While it is not an immediate item on the agenda, it is very important that we do not just cede the argument in effect to the UK Government and wait until March to see what it does. It is important for us in the interim period that we set out our position. I do not believe our position can be to seek a side deal with the UK Government on which we would then go to the rest of the European Union to say it should be kind to us when dealing with Ireland or border issues because, in effect, that would amount to us acting as a subsidiary of the UK negotiating position. It would be far better for us to take a European position wherein we stand up for the right of the free movement of people, and make it very clear that there will not be a yielding on access to the Single Market without the UK Government yielding in terms of some of the other rights that come with such a benefit. Should the UK take the course of going the hard Brexit route, we should try to retain from the ashes some mechanism whereby we can get agreement with the UK in terms of labour, social, environmental and other standards so that the UK would not be able to play fast and loose with the Single Market. It is in all our interests to have joint accountability and jurisdiction and I would welcome if we could have some mechanism in place in that respect even if the UK opted for a hard Brexit route. It is preferable for us to analyse and investigate such mechanisms before Article 50 is triggered, which we have been told will happen in March, so that we are ahead of the game. That is something on which we must work with our European colleagues, the other 27 remaining members, and not do a side deal with the UK and then seek to get agreement from the other 26 members on whatever deal might be done.
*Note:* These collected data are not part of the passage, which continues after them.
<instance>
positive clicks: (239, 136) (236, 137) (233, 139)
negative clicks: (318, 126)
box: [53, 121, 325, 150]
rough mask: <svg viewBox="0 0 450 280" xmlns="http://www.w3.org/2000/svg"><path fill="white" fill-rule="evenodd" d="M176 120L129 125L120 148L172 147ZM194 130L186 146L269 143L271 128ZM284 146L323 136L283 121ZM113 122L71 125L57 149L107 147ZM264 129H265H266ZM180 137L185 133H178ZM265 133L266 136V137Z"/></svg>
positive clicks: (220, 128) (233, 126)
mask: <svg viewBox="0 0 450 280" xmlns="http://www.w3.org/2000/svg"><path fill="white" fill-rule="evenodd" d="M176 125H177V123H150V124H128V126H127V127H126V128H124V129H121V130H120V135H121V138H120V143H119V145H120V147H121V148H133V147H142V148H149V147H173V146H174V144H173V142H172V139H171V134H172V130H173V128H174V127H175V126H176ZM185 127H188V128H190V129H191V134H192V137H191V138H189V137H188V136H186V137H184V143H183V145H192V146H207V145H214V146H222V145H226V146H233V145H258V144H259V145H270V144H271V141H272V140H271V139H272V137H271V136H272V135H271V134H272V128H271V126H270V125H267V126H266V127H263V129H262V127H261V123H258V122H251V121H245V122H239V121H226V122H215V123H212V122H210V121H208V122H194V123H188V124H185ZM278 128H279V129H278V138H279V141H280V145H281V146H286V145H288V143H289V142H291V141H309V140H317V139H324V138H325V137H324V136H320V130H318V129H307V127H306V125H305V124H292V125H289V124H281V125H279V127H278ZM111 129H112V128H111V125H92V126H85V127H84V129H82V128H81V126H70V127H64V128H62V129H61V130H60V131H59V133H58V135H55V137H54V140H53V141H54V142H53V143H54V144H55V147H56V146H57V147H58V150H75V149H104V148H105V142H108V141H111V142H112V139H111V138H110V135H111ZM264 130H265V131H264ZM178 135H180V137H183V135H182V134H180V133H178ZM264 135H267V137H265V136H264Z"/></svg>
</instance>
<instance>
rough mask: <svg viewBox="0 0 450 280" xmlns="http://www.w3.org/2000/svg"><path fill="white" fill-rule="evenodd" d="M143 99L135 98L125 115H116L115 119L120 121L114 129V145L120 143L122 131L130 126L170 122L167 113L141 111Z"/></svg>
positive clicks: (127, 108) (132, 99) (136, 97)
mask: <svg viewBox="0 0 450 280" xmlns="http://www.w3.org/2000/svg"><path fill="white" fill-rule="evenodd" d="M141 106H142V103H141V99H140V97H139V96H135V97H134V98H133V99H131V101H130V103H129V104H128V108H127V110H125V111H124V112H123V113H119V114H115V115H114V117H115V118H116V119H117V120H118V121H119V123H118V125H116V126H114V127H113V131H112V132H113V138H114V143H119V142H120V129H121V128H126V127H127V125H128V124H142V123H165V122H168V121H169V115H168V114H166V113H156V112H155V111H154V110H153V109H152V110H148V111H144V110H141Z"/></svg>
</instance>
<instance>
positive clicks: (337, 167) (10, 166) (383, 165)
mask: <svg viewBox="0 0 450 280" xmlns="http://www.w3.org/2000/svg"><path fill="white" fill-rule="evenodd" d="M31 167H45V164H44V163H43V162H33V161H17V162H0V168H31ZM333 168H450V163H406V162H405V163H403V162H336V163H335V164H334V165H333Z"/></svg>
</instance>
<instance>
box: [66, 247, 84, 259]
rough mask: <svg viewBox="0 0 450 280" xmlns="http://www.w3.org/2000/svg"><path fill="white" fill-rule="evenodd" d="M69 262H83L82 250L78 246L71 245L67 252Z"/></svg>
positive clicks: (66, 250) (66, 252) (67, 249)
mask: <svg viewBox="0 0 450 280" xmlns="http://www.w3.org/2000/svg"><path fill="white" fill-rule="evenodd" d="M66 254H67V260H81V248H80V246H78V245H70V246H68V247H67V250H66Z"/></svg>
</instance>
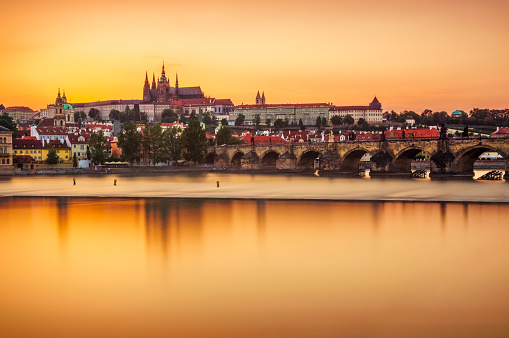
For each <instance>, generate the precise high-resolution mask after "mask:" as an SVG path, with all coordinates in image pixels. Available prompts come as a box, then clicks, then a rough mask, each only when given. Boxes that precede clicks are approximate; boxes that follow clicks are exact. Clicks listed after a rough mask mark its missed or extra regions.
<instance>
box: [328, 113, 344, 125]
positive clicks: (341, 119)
mask: <svg viewBox="0 0 509 338" xmlns="http://www.w3.org/2000/svg"><path fill="white" fill-rule="evenodd" d="M330 121H331V123H332V124H333V125H335V126H339V125H342V124H343V118H342V117H341V116H339V115H334V116H333V117H331V119H330Z"/></svg>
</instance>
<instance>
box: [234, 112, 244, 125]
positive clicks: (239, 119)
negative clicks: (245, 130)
mask: <svg viewBox="0 0 509 338" xmlns="http://www.w3.org/2000/svg"><path fill="white" fill-rule="evenodd" d="M245 119H246V116H245V115H244V114H239V116H237V118H236V119H235V125H236V126H242V125H243V124H244V120H245Z"/></svg>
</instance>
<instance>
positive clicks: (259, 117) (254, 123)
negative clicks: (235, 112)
mask: <svg viewBox="0 0 509 338" xmlns="http://www.w3.org/2000/svg"><path fill="white" fill-rule="evenodd" d="M260 122H261V121H260V114H256V115H255V119H254V124H255V126H256V129H259V128H260Z"/></svg>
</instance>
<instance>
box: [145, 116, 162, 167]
mask: <svg viewBox="0 0 509 338" xmlns="http://www.w3.org/2000/svg"><path fill="white" fill-rule="evenodd" d="M143 145H144V147H145V150H146V152H147V153H148V156H149V159H150V161H151V162H152V163H153V164H154V165H156V163H160V162H164V161H165V159H166V142H165V140H164V136H163V129H162V128H161V125H159V124H154V125H152V126H150V127H147V128H145V130H144V131H143Z"/></svg>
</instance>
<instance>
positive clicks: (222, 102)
mask: <svg viewBox="0 0 509 338" xmlns="http://www.w3.org/2000/svg"><path fill="white" fill-rule="evenodd" d="M219 105H223V106H233V102H232V100H230V99H217V100H216V106H219Z"/></svg>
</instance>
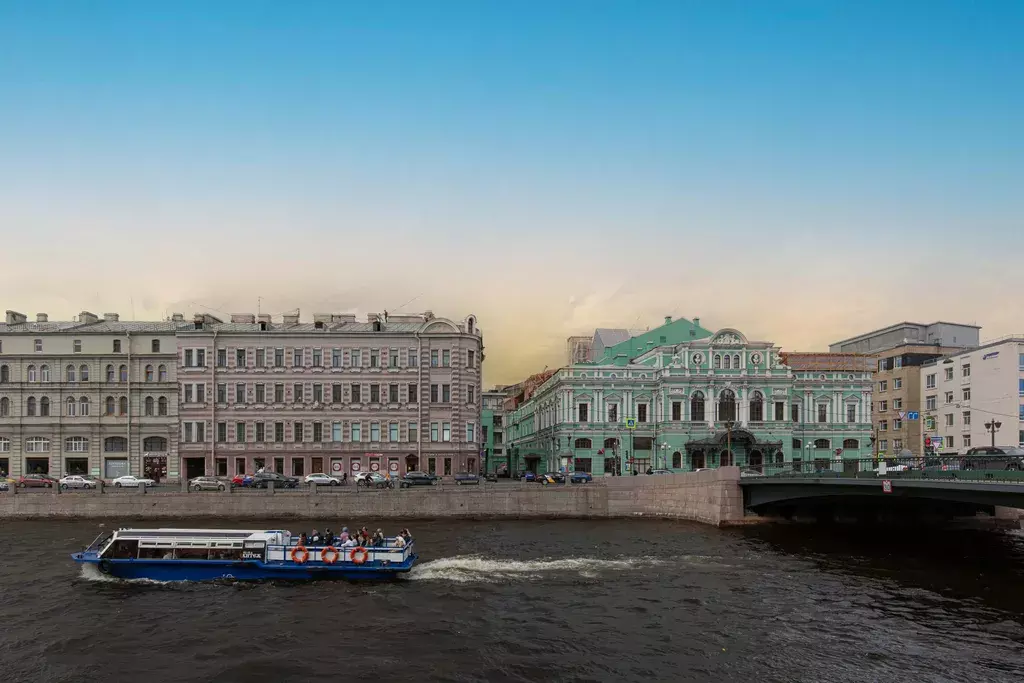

Most important, I must say how disheartened I am at the numbers revealed by the Taoiseach today that, to date, we have brought in only 69 refugees from the port of Piraeus and the other transit camps in Greece. I see no reason why that number should be so low or why we should blame other bureaucratic systems such as that of the UN for the failure to act with due haste. It is disgraceful that we are leaving those people languishing in the most horrific basic conditions on a pier and in dusty yards in Thessaloniki and outside Greece. It behoves us as a nation not to seek to bring in 400 refugees by the end of the year but to bring in the bulk of the 4,000 people whom we have committed to bring in. If we lived up to that commitment it would say a lot that is positive and right about this country. It is not acceptable to point to the inefficiencies of the UN or whatever system is being blamed for the delay. There are hundreds of people among those refugees who would give their right arm to come to Ireland tomorrow. I cannot understand or accept that we have managed to bring in only such a small number of refugees to date. That speaks volumes about a lack of care for the issue and a lack of real attention to the detail and urgency that is required for us to act. I ask that the Government change its strategy and reality double quick.